Campaigns & Recent Studies - Bioinformatics

Researchers at UT Southwestern Medical Center Unveil ChatGPT's Potential in Extracting Data from Physicians' Clinical Notes

May 2024

Campaigns & Recent Studies - Bioinformatics

Researchers at UT Southwestern Medical Center Unveil ChatGPT's Potential in Extracting Data from Physicians' Clinical Notes

May 2024

Researchers at UT Southwestern Medical Center have demonstrated that ChatGPT, an artificial intelligence (AI) chatbot designed to assist with language-based tasks, can efficiently extract data from physicians' clinical notes for research purposes. Their findings, published in NPJ Digital Medicine, indicate that this technology could significantly accelerate clinical research and foster advancements in computerized clinical decision-making aids.

“By transforming oceans of free-text health care data into structured knowledge, this work paves the way for leveraging artificial intelligence to derive insights, improve clinical decision-making, and ultimately enhance patient outcomes,” stated Dr. Yang Xie, the study's leader. Dr. Xie is a Professor in the Peter O’Donnell Jr. School of Public Health and the Lyda Hill Department of Bioinformatics at UT Southwestern. Additionally, she serves as Associate Dean of Data Sciences at UT Southwestern Medical School, Director of the Quantitative Biomedical Research Center, and is a member of the Harold C. Simmons Comprehensive Cancer Center.

Dr. Xie's research lab focuses on developing and utilizing data science and AI tools to enhance biomedical research and health care. The team investigated whether ChatGPT could expedite the process of analyzing clinical notes—memos physicians write to document patient visits, diagnoses, and statuses—to identify relevant data for clinical research and other applications. According to Dr. Xie, clinical notes contain vast amounts of valuable information. However, because they are composed in free text, extracting structured data traditionally necessitates trained medical professionals to read and annotate them, a time-consuming and resource-intensive process prone to human bias. Existing natural language processing (NLP) programs require extensive human annotation and model training, leading to the underuse of clinical notes for research purposes.
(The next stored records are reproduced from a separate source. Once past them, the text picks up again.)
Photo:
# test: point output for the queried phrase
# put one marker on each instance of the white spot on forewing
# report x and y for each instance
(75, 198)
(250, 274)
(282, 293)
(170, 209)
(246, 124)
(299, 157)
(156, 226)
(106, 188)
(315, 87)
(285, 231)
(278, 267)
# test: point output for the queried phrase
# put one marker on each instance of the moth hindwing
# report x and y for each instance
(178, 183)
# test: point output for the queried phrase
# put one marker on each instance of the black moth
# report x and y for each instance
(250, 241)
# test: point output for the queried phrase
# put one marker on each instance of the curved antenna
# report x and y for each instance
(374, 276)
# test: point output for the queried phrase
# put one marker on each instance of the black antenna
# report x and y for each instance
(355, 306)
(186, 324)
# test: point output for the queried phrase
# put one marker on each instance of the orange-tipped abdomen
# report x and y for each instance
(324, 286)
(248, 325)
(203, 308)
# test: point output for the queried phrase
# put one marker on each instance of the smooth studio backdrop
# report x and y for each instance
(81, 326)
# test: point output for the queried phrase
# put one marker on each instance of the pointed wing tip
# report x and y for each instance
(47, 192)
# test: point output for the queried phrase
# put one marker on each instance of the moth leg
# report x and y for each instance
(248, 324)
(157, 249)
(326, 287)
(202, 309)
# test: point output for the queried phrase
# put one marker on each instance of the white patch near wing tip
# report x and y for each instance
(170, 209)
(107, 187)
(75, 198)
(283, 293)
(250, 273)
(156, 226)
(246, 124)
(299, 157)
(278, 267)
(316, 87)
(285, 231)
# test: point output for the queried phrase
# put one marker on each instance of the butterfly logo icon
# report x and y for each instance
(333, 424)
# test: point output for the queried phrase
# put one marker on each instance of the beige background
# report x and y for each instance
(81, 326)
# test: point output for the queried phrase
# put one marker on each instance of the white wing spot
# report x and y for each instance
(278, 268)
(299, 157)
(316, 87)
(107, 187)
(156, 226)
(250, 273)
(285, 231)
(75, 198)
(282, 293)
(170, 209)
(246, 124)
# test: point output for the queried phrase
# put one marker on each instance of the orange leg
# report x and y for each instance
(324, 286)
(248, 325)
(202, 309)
To test ChatGPT's capability in converting clinical notes to structured data, Dr. Xie and her team had the AI analyze over 700 pathology notes for lung cancer patients. They sought to determine the major features of primary tumors, lymph node involvement, and cancer stage and subtype. The results revealed that ChatGPT achieved an average accuracy of 89%, as verified by human reviewers. This analysis, which took a few days to fine-tune, significantly outperformed other traditional NLP methods in accuracy and efficiency.

Further testing was conducted to evaluate the generalizability of this approach to other diseases. ChatGPT was used to extract information about cancer grade and margin status from 191 clinical notes on osteosarcoma patients, the most common type of bone cancer in children and adolescents. The AI returned information with nearly 99% accuracy on grade and 100% accuracy on margin status.

Dr. Xie emphasized that the effectiveness of ChatGPT was heavily influenced by the prompts provided—a technique known as prompt engineering. Supplying multiple response options, giving examples of appropriate answers, and directing ChatGPT to rely on evidence for conclusions enhanced its performance.

She noted that leveraging ChatGPT or other large language models to extract structured data from clinical notes could expedite clinical research and facilitate clinical trial enrollment by matching patient information to trial protocols. However, Dr. Xie cautioned that ChatGPT is not a replacement for human physicians.

“Even though this technology is an extremely promising way to save time and effort, we should always use it with caution. Rigorous and continuous evaluation is very important,” Dr. Xie advised.